Built for teams prototyping interactive product experiences with minimal code.
Related reading
Comparison Table
This comparison table evaluates design prototype software tools such as Figma, Adobe XD, Framer, ProtoPie, and Axure RP across core capabilities like interactive prototyping, animation behavior, component systems, and collaboration workflows. Readers can scan tool-by-tool differences in prototyping depth, usability for complex interactions, and support for handoff formats to choose the best fit for specific product and UX tasks.

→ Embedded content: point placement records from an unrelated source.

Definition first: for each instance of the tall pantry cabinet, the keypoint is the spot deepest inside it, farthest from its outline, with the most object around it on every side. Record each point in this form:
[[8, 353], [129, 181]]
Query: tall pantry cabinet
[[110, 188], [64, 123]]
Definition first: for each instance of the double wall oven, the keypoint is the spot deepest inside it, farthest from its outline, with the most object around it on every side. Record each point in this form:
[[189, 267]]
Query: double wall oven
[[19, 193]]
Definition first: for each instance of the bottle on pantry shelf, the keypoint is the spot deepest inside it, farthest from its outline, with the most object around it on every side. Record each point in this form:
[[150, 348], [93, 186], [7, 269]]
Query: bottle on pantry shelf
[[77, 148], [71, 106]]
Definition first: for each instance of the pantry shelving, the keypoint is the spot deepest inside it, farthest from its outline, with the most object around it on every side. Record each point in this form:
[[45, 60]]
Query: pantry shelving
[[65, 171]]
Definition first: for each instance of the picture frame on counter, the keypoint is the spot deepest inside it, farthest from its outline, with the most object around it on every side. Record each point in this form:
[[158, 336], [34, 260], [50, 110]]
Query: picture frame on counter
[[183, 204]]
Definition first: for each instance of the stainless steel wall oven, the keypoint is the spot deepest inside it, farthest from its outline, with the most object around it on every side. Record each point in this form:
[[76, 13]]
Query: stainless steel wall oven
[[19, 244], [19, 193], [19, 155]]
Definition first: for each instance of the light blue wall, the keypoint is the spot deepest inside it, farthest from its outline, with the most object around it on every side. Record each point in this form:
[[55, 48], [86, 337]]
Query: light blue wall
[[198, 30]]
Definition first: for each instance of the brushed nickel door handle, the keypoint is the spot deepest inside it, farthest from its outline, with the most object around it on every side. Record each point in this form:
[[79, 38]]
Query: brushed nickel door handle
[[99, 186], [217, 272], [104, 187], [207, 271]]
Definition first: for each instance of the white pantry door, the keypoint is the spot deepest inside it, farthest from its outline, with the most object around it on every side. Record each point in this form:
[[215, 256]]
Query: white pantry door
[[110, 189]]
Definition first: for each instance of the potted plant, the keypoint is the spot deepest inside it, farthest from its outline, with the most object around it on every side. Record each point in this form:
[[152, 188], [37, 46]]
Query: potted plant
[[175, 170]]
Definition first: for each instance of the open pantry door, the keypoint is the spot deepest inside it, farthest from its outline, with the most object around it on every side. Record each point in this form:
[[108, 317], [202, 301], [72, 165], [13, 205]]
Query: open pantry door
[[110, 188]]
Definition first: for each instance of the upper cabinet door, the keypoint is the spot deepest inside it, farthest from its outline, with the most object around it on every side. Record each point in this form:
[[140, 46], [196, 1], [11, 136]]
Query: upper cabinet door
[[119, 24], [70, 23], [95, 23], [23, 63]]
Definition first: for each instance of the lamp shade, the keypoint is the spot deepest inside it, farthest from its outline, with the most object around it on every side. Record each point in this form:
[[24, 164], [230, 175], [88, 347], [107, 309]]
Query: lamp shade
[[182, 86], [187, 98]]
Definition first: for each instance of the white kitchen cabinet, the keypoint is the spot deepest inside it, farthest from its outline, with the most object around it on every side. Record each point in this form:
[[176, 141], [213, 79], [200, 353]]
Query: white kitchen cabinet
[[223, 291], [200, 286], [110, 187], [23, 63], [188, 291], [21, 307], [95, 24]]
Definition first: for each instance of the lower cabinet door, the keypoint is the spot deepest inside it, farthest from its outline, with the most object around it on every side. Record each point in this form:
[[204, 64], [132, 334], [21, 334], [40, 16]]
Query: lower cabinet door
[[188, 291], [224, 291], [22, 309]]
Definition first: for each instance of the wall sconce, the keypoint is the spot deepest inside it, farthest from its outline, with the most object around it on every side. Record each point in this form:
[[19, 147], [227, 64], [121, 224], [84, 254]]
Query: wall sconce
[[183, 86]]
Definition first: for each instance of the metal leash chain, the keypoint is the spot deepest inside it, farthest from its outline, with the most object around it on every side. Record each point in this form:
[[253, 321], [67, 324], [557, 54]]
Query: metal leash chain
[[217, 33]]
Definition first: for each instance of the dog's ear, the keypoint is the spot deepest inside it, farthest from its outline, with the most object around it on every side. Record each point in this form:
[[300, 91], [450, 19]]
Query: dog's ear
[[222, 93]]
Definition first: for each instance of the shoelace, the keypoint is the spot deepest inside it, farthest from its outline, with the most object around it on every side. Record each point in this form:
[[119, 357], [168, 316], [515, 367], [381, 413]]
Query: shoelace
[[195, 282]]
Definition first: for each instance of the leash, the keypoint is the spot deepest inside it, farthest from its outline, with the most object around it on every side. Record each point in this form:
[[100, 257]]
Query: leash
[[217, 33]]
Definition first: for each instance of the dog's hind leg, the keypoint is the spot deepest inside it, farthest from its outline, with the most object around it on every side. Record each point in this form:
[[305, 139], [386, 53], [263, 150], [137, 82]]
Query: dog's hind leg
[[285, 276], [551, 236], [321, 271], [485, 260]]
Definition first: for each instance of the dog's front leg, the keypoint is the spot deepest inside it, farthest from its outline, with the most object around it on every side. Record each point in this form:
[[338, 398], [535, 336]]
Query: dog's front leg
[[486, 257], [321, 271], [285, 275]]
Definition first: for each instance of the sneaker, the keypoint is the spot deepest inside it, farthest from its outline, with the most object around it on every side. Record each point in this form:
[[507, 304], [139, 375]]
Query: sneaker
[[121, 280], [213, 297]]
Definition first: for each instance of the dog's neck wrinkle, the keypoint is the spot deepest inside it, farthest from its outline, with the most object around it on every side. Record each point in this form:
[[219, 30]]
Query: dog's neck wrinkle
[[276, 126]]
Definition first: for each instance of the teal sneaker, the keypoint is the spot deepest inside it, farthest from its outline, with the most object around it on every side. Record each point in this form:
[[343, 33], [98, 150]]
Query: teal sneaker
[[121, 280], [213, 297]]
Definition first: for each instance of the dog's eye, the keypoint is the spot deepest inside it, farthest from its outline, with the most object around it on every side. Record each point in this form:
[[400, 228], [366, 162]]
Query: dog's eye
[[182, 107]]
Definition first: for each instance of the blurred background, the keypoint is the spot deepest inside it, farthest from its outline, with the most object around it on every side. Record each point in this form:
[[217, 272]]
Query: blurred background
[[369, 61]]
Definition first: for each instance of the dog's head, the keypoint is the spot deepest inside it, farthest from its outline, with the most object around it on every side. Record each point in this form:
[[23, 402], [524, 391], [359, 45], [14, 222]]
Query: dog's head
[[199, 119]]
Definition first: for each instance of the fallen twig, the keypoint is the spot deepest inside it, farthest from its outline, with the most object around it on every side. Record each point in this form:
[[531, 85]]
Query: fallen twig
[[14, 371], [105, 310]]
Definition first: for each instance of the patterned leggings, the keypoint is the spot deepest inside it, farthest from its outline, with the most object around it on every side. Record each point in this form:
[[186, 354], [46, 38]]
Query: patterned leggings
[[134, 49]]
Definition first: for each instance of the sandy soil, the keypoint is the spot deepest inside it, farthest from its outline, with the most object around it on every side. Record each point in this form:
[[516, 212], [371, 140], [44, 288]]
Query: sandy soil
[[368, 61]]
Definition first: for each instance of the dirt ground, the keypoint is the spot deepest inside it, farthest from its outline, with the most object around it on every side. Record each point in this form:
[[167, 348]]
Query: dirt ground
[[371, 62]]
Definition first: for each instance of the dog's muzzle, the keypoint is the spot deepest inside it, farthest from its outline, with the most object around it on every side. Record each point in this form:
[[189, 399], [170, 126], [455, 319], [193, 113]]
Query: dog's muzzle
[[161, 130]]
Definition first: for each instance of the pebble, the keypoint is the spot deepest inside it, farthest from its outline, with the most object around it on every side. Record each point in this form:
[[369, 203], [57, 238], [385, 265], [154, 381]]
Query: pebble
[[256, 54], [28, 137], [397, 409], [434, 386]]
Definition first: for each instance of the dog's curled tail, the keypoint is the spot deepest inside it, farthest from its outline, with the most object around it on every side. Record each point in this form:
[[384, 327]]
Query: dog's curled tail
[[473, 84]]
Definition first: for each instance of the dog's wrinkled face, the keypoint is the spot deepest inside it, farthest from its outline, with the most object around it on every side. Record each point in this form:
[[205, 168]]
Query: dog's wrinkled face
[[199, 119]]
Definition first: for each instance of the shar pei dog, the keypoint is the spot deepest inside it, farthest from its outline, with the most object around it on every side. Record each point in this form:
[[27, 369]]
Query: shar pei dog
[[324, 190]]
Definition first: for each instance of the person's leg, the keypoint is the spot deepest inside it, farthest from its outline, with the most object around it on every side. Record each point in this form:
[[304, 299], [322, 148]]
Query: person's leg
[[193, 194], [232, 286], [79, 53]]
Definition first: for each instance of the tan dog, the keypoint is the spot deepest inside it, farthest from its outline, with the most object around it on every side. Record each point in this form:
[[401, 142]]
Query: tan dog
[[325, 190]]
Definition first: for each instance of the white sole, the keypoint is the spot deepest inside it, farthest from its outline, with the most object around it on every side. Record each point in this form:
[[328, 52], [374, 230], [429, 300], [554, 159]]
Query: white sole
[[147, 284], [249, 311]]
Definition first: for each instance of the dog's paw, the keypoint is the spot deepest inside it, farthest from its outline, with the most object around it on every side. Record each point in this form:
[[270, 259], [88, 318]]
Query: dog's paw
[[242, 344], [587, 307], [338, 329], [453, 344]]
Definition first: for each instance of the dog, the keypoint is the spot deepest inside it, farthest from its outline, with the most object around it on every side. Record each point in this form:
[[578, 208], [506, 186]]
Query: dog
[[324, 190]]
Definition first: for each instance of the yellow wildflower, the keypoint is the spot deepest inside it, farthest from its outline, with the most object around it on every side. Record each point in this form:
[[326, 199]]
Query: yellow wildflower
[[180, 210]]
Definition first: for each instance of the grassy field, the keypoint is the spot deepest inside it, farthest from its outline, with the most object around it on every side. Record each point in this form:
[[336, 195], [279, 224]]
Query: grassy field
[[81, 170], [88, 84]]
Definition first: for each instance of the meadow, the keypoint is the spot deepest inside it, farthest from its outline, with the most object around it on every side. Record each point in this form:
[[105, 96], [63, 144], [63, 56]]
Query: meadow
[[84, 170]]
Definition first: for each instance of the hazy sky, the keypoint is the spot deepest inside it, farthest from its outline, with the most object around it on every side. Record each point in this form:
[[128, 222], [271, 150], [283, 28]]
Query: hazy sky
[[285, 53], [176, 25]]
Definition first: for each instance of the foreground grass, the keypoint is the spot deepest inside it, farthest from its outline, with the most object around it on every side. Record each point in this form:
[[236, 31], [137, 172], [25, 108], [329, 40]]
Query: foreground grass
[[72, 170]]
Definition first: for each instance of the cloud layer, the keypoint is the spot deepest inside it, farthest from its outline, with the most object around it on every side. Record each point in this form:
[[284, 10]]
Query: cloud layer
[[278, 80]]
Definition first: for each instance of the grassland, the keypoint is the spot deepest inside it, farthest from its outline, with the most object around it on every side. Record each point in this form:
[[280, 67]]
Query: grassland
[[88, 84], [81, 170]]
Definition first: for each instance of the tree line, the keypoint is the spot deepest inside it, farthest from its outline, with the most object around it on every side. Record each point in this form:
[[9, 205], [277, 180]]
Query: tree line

| # | Tool | Category | Overall | Features | Ease of Use | Value |
|---|---|---|---|---|---|---|
| 1 | Figma Collaborative interface design and prototyping with interactive components, auto layout, and sharing links for stakeholder review. | collaborative UI | 9.0/10 | 9.2/10 | 8.8/10 | 9.0/10 |
| 2 | Adobe XD Interactive design and prototyping workflow with components, artboards, and device preview features for product mockups. | digital design | 8.0/10 | 8.4/10 | 8.3/10 | 7.3/10 |
| 3 | Framer Browser-based design and prototype building using reusable components and interactive interactions for web and landing page flows. | web prototyping | 8.5/10 | 8.8/10 | 8.6/10 | 7.9/10 |
| 4 | ProtoPie Gesture-driven interactive prototypes that map device inputs like touch, motion, and sensors to on-screen behaviors. | interactive hardware | 8.1/10 | 8.8/10 | 7.8/10 | 7.6/10 |
| 5 | Axure RP Wireframe-to-prototype tool with page-level logic, conditional interactions, and detailed UI state behavior. | logic prototyping | 8.1/10 | 8.6/10 | 7.6/10 | 7.9/10 |
| 6 | Sketch Vector UI design with symbol libraries and prototyping features for interactive screen flows. | vector UI | 8.1/10 | 8.3/10 | 8.6/10 | 7.4/10 |
| 7 | InVision Prototype and feedback workflow that historically provided screen interactivity and review annotations for product teams. | prototype review | 7.2/10 | 7.3/10 | 8.0/10 | 6.4/10 |
| 8 | Justinmind Rapid UX prototyping with state management, reusable components, and interaction logic for mobile and web experiences. | enterprise prototyping | 8.1/10 | 8.6/10 | 7.9/10 | 7.6/10 |
| 9 | Miro Collaborative diagramming that supports interactive prototyping via frames, clickable elements, and team workflows. | collaborative whiteboard | 7.5/10 | 7.6/10 | 8.2/10 | 6.8/10 |
| 10 | Canva Design and layout tool that supports interactive prototypes through clickable pages for marketing and product concepts. | visual design | 7.4/10 | 7.4/10 | 8.2/10 | 6.7/10 |
Collaborative interface design and prototyping with interactive components, auto layout, and sharing links for stakeholder review.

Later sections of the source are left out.